Putting it All Together
To put it all together, let's look at a simple example using an audit trail logging system. The schema, and consequently the domain model, for the audit trail is shown in Figure 1
. Depending on the user activity, the audit trail can contain thousands of log entries, so it isn't advisable to try to load them all into memory before serialization. Listing 6
presents the implementation of a stream definition for the audit trail in which the ListOfEvents element will trigger the use of a stream source/sink. (The implementation of the data access objects is outside the scope of this article. However, it is safe to assume that they simply load or save objects to a database.)
|Figure 1. The Schema for the Audit Trail: The XML schema model for the audit trail example domain objects.|
The application can now simply use the streaming marshaller with the stream definition to marshal an entire audit trail to XML without worrying about memory exhaustion (see Listing 7). The only audit-trail-specific code is the simple stream definition and the anonymous source/sink objects. The JAXB marshaller implementation remains generic and can be reused in a threaded environment for any supported domain object.
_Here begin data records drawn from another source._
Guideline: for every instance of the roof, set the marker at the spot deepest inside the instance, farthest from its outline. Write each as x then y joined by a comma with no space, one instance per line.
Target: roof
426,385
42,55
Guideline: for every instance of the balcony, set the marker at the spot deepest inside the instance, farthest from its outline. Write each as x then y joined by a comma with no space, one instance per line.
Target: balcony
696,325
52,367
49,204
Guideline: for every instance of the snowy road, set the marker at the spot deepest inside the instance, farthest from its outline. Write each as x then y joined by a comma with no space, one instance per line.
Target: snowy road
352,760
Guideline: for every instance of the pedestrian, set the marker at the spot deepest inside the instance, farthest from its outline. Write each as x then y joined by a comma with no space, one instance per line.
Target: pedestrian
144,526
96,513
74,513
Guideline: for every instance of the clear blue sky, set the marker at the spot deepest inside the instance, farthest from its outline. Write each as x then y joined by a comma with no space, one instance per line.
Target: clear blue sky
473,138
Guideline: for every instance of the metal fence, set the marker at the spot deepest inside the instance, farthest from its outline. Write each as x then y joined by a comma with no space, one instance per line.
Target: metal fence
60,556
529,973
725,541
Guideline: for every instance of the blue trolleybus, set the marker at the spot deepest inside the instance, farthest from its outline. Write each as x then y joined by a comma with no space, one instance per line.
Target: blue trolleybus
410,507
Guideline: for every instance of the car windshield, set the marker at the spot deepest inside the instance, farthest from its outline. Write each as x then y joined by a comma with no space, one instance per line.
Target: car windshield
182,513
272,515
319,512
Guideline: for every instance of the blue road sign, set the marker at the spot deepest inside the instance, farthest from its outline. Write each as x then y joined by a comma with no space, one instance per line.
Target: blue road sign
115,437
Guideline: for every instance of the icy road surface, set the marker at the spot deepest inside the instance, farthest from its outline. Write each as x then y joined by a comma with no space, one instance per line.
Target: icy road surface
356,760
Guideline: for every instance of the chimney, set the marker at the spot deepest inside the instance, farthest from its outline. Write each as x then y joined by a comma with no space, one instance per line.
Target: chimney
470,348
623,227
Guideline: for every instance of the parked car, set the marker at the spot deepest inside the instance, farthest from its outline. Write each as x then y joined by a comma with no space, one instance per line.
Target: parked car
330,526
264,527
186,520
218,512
While this streaming marshaller pattern is sufficient for the majority of cases, you can create a few extensions to make it even more useful. The implementation presented so far supports only a single nested object stream. By splitting the child marshalling loop out into a separate operation that internally creates the child JAXB marshaller, any number of nested object streams could be supported.
Writing a no-operation source or sink would allow the application to ignore sections of a document that were not relevant. For example, an application could process a payroll XML document and skip the expense reports section by using a no-op stream sink. Then it would process only the billable time section. The no-op source or sink implementations can be generic and reusable by any stream definition.
Based on the implementation presented, if the stream definition returns null for a given start element, the marshalling process will continue as normal. By leveraging this functionality, an application can decide to allow the marshaller to read or write objects normallyeven if they usually are streamed. For example, based on the previous audit trail example, if the application knows that very few events are in the current system, it could simply load the events into the audit trail and return null in the stream definition. You may notice that by returning null from the stream definition the streaming marshaller behaves exactly the same as the non-streaming marshaller implementation.
Limitations and Benefits
Of course any pattern has tradeoffs and this one is no exception. The callback model used by the stream source and sink objects can sometimes be more difficult to implement in an application because the marshaller controls the reading or writing process. This callback model is reminiscent of the SAX (Simple API for XML) model, which is somewhat deprecated.
During unmarshalling, the stream sink will receive callbacks with the child objects before the parent object has been fully unmarshalled due to the hierarchical nature of XML. This could be problematic in situations where information from the parent object is required before the children can be processed. For example, what do you associate audit events to in the database when the unmarshaller returns them before the actual audit trail parent object? One workaround is to use a no-op sink as described earlier to read the XML document once, extracting only the parent object, and then read the XML document again using the proper sinks. This will not deliver the best performance but it does give access to the parent object before the children are returned.
But even given these limitations, the benefits of the generic, reusable implementation, automatic XML type handling, and limited memory usage still make the approach a winner. So the next time you have to serialize large objects to XML, consider this pattern before dropping to the low-level APIs. You'll save yourself a lot of headaches.